Outro não é um dos sentidos expressos no "princípio da ofensividade", que preceitua que não existe crime se um bem jurídico não foi atingido ou, ao menos, sofreu algum perigo. Ora, em análise ampliativa, todo bem jurídico de certa forma pertence à sociedade em que está inserido.

Essa concepção encontra amparo ainda no pensamento de que a sentença seria muito mais fruto da dinâmica social do que, propriamente, fruto do labor solitário de um Juiz togado.

Mesmo sob a égide atual do princípio da legalidade, mais ainda em épocas de súmulas vinculantes, é opinião corrente na doutrina de que o Juiz possui ampla margem de discricionariedade no seu oficio de julgar.

Repare-se que, dado o controle difuso de constitucionalidade das leis, derivado do leading case da corte suprema americana no caso marbury vs madison, datado de 1803, um Juiz singular pode, inclusive, declarar a inconstitucionalidade de uma lei, negando-lhe o cumprimento, o que lhe dá um poder que beira o sobrenatural.

No direito penal, como cediço, margem maior é oferecida ao julgador, pois o próprio Código Penal elege definições carregadas de subjetivismo, fazendo com que o Juiz acabe decidindo com base na gravidade do crime, na repercussão social, no comportamento da vítima, na individualização da pena, etc.

Se é certo que existem lacunas legais na regulação da atividade decisória do Juiz, também há de se concordar que estas lacunas são preenchidas pelos mais diferentes fatores e sujeitos sociais.

Relembre-se que, no curso de todo processo criminal existe um embate entre o advogado, o promotor e o Juiz, o que reforça a idéia de que a sentença longe está de ser uma atividade solitária.

Assim, ainda na lição de Fernando de Jesus:

Konecni e Ebbesen (1984) defendem a idéia de que existe um mito de que a decisão da sentença não é um fenômeno exclusivamente determinado pelo Juiz, mas se constitui no resultado da dinâmica social existente entre os diferentes atores judiciais (sentença pedia pelo promotor, atuação da defesa, pré-sentença recomendada) e também entre as diferentes avaliações da severidade da sentença, sendo o Juiz, então, apenas um emissor do produto final da dialética existente em juízo. [04]


3. A FALÁCIA QUE CIRCUNDA O CONCEITO DE NEUTRALIDADE.

Conforme célebre lição do filósofo grego Sócrates, "três coisas devem ser feitas por um juiz: ouvir atentamente, considerar sobriamente e decidir imparcialmente."

O princípio da imparcialidade, mais do que uma norma, é uma necessidade para o exercício da jurisdição.
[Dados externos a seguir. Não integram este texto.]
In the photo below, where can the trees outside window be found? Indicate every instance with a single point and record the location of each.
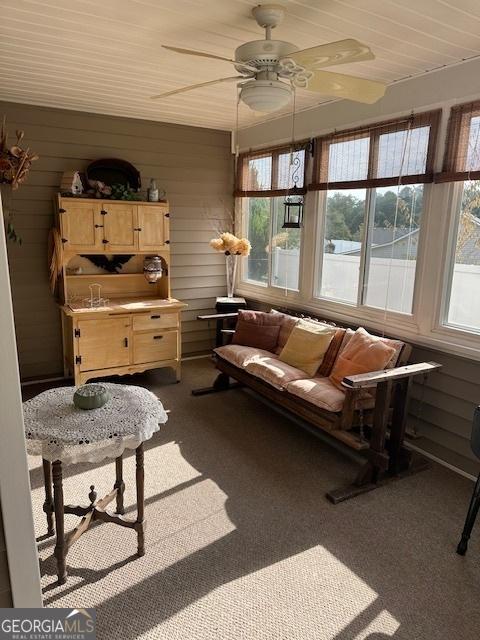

Se o Estado decidiu trazer para si o monopólio da jurisdição (v. item 1.1, supra), também trouxe as responsabilidades que este decisão acarretaria. Este é o entendimento que predomina na doutrina, por todos, colacionamos a lição de Antonio Carlos Marcato:

Realmente, se à parte é defeso valer-se de suas próprias forças para diretamente solucionar o conflito em que se vê envolvida 4, deve o Estado, detentor único do poder-dever de prestar a tutela necessária à resolução daquele, agir no processo, através de seus órgãos, com absoluta isenção de propósitos, assim retribuindo à confiança que lhe é depositada pelo destinatário final da atividade jurisdicional; e essa retribuição pressupõe necessariamente que o Estado exija, daqueles que exercem a jurisdição em seu nome, a condução imparcial do processo, até porque, como salienta Dinamarco, para "que se legitime a imperatividade dos atos e decisões estatais no exercício da jurisdição, o primeiro requisito é a condição imparcial do juiz, o qual deve ser estranho à pretensão, ao litígio e aos litigantes". [05] (grifo do próprio autor).

Um Juiz parcial gera, inclusive, insegurança jurídica, pois ninguém respeitaria as decisões de um magistrado "peitado", visto que foram tomadas por interesses outros que não os ideais constitucionais de justiça e ordem.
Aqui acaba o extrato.